I was lucky, when I moved there was no Part P. However I never intended the move, it was a gradual sidewards step, started as an apprentice motor vehicle and bridge builder engineering apprenticeship for the local council, found I did well at auto electrics and specialised in auto electrics, and this resulted in my repairing portable traffic lights, SLD pumps wanted some one to repair their traffic lights and were willing to train me in pump repair, I went to work in Algeria as an auto electrician but found myself doing any electrical work, so by 1980 I was doing more work on 220/380 volt than 12/24 volt. Having worked on heavy plant batching plants etc, I found my skills were in demand, by 2000 I decided I needed the paper qualifications and did a 6,12,6 week set of night classes to get 16th edition, inspection and testing and PAT testing. But to be frank my skills at PLC programming resulted in little problem finding work, I did do the odd house bashing but the Part P law stopped that, looked at getting the qualifications for domestic work, but took a degree in electrical and electronic engineering instead. Working in Hong Kong and Falklands I had always been considered as the engineer, but sorry to say my maths was not good enough, imaginary numbers were OK, but calculus I found a problem, and realised I was not going to go over level 5 without a lot more maths, then the funding changed so education stopped.
It does I know seem daft to need to learn imaginary numbers and calculus, as a domestic electrician is unlikely to need them, but the exams for domestic and industrial are the same, so boolean logic may not be used with domestic but you still need it to pass exams, so my son also became an electrical engineer, but he had studied maths in Uni before he started as an electrician, and as an auto electrician I had also been taught maths.
Through my education I have started early enough to be shown how to use steam tables, in the early 70's tried for a HNC but girls got in the way, but at Uni be it motor vehicle, avionic, sound, or electronic engineering we were taught the same maths, so swapping from one engineering trade to another you already know the maths, so a side move is not that hard, but if the job you had before did not involve maths then going to be rather hard.
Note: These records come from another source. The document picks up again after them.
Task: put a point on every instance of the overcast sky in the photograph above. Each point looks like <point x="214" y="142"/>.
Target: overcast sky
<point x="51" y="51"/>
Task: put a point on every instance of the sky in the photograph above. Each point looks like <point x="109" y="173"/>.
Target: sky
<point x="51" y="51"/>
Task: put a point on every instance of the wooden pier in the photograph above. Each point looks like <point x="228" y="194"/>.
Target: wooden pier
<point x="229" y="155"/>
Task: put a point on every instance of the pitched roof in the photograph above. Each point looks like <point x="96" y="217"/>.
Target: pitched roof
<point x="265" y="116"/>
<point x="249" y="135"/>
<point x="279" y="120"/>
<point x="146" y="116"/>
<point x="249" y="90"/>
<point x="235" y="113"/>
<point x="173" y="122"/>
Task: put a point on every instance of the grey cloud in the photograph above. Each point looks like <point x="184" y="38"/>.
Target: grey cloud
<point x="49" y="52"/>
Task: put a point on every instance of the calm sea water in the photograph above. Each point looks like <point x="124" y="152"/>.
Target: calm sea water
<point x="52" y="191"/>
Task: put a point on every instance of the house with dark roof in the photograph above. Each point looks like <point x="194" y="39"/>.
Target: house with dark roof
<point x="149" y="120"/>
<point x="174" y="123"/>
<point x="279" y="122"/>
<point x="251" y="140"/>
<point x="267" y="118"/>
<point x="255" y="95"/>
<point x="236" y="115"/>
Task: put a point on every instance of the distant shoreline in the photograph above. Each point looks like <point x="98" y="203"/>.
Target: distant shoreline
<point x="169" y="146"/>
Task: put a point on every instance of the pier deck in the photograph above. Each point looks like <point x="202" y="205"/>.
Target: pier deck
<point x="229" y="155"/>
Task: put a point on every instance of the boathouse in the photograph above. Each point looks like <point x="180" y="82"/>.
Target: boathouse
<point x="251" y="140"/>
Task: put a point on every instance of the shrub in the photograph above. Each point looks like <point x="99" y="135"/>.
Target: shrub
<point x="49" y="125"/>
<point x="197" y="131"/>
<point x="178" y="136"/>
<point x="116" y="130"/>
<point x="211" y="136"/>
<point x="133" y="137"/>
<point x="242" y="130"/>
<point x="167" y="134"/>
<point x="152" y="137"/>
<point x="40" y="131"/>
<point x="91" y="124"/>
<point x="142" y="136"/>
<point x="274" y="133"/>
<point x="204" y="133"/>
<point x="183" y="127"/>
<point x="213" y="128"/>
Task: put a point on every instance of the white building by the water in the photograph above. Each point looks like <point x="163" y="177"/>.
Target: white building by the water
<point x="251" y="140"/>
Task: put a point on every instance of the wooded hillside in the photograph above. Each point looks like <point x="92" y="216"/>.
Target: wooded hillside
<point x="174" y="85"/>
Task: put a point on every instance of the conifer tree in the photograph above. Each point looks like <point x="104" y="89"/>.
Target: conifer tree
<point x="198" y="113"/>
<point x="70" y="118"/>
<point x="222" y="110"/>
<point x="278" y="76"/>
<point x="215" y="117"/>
As to collage courses I was invited to join one to see if I thought it would help, I could not believe the level of education of school levers, where they questioned if mercury, silver, steel, and gold were conductors. So your taught as if a 12 year old, so 10 hours in collage and taught 3 hours worth of real knowledge.
Not the kids fault, I wanted 'A' level maths, so one course was £100+ and three courses were £10 so did three, so did digital photography and physics as easy options, the wiring digram given in the book for physics for a fluorescent lamp completely missed out the ballast. So they are taught wrong in school and collage to start with, and often harder to unlearn incorrect things than if never taught, find this with electricians doing 17th edition when rules change, today 18th edition.
The problem is you need to learn to be an electrician, not simply a domestic electrician, even if you never work on a three phase supply, you still need to know about how it works to pass exams, and I got it wrong a few times, asked can you work with logs I said yes, I had used log tables since being 12 years old, but that was not what was meant by working with logs.